Starting a business brings much opportunities in the life of the businessman. An entrepreneur can set up a unique business with an innovative and creative business plan in order to make much profit as well as reputation in the market.
Having own business advantageous as the person will be their own owner. Beside this, all the profit from the business will go to the owner only. They are having the right to choose the way they like to operate the business. They will be the one to enjoy all the profit from the business, and take business decision in order to maximize their profit.
But along with several advantages and profits, there are several risks as well that are associated with the business. The business owners along with enjoying the profits of the business need to be careful for all the risks that are associated with the businesses. Sometimes, these risks can lead to heavy loss to the company. And, in the case when the company is not having any strategy to deal with these risks or is not having any risk management strategy, the worst that can happen is the shut down of the business and heavy loss to the business.
Thus for a business, there is need that they all are having effective and efficient strategy for dealing with the risk that are associated with the business. But before making strategy to deal with risks in the business, one needs to understand the types of risks in the business, how to identify them, and how to evaluate them.
Following presents the types of the risks, and the way to evaluate the risks that are associated with the business.

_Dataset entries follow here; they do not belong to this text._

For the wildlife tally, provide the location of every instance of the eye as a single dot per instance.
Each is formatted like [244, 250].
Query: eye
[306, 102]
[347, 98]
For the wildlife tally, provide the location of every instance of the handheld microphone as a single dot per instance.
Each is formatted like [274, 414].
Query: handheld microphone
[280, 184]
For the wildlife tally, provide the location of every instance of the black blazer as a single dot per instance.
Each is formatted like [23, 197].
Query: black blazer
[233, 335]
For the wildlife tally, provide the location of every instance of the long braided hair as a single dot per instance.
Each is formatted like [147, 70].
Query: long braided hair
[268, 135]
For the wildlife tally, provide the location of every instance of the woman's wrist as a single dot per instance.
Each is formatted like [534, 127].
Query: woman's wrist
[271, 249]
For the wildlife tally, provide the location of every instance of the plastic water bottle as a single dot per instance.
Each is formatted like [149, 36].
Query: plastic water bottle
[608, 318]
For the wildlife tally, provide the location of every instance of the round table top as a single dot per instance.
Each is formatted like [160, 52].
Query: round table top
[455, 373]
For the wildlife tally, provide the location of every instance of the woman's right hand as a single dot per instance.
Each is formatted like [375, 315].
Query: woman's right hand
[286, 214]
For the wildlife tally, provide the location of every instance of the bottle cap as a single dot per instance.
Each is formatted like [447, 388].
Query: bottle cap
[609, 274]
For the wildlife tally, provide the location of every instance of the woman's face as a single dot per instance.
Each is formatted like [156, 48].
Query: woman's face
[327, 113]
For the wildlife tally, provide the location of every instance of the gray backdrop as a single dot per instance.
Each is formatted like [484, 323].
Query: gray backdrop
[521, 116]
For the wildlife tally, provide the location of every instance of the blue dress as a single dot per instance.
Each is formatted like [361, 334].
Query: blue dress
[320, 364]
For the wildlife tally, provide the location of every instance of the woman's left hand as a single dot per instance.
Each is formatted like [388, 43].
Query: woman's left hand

Types of risks that are faced by an organization
A business organization can face several kinds of risks. Following we are listing some of the major kind of risks that a business owner can face. These are:
For a successful business, there is need for a detailed and comprehensive business plan. All of the people with business minds are aware of the fact that for a successful business, there is a need for a thorough out and comprehensive business plan. But in the case of change in the situations, the best business plan also can fail. The evolution is the rule of the nature and sometimes situations changes fast and suddenly. In these cases, even the best laid business plan can also become outdated and fail. When the business owner fails to keep up pace with the changing trend, the business is more likely to fail. This is known as strategic risk where the best strategy for operating the business fails with the change in the industry.
Basically we can define strategic risk as a risk type where the best strategy of the business even fails because of the change in the market. This could occur because of the change in the technology, new kind of computer entering in the market, or in the case of any other large scale change. Any change in the industry can change the trend in the market and thus the old strategy can become ineffective or fails to achieve the goal of the company.
For a business in order to survive in the market, they need to comply as per the rules and regulation of the market, the government, and the culture. But when the business fails to comply with any of the rule or regulation, it can lead to severe consequences for the business. They might need to pay the penalties or sometime even the shut down of the company.
Many times, when a company plans to open their branch in another state, they might not be aware for the rules and regulation in that area. For example, if a cement business plans to extend their organization in different state, they might function as per the rules and regulations of their old business state. Forgetting checking the rules and regulations of other state or fail to comply with any rule can lead to poor outcomes and penalties.
This is the most common type of risks that can occur in any organization while performing any business operation. It is a type of internal risk where the company fails to cope up with the day to day operational issues. It can relates to either people or the processes.
It is another kind of most common risk that occurs due to financial issues in the company. Unexpected changes in the financial conditions like hike in the price of the raw material, change in the exchange rates, interest rates, or the credit rates and many more can lead to the generation of the financial risk. It further include three types of risks that are political risks, Currency risks, and Counter party risks
Political risks are not a direct type of financial risks. However any political changes in other country can cause issues in the country and thus the ultimate loss to the finance.
Currency risks often impacts the companies that deals more with the foreign exchange as their cash flow changes with the change in the currency exchange rates.
Counter party risk occurs in the case when the company fails to deliver the good whose payment has already done in advance.
How to evaluate the financial risks?
The financial risk can be evaluated from different point of views:
From the stakeholder’s point of view, Financial gearing that is ratio of debt in capital structure as the major risk in the case of winding up of the company.
From company’s point of view, excessive borrowing or lending of money can force them to go into liquidation.
From the Government point of view, failure of any bank or other financial institution is major risk.
The bottom line
So these are all about the types of risk that can be faced in any business!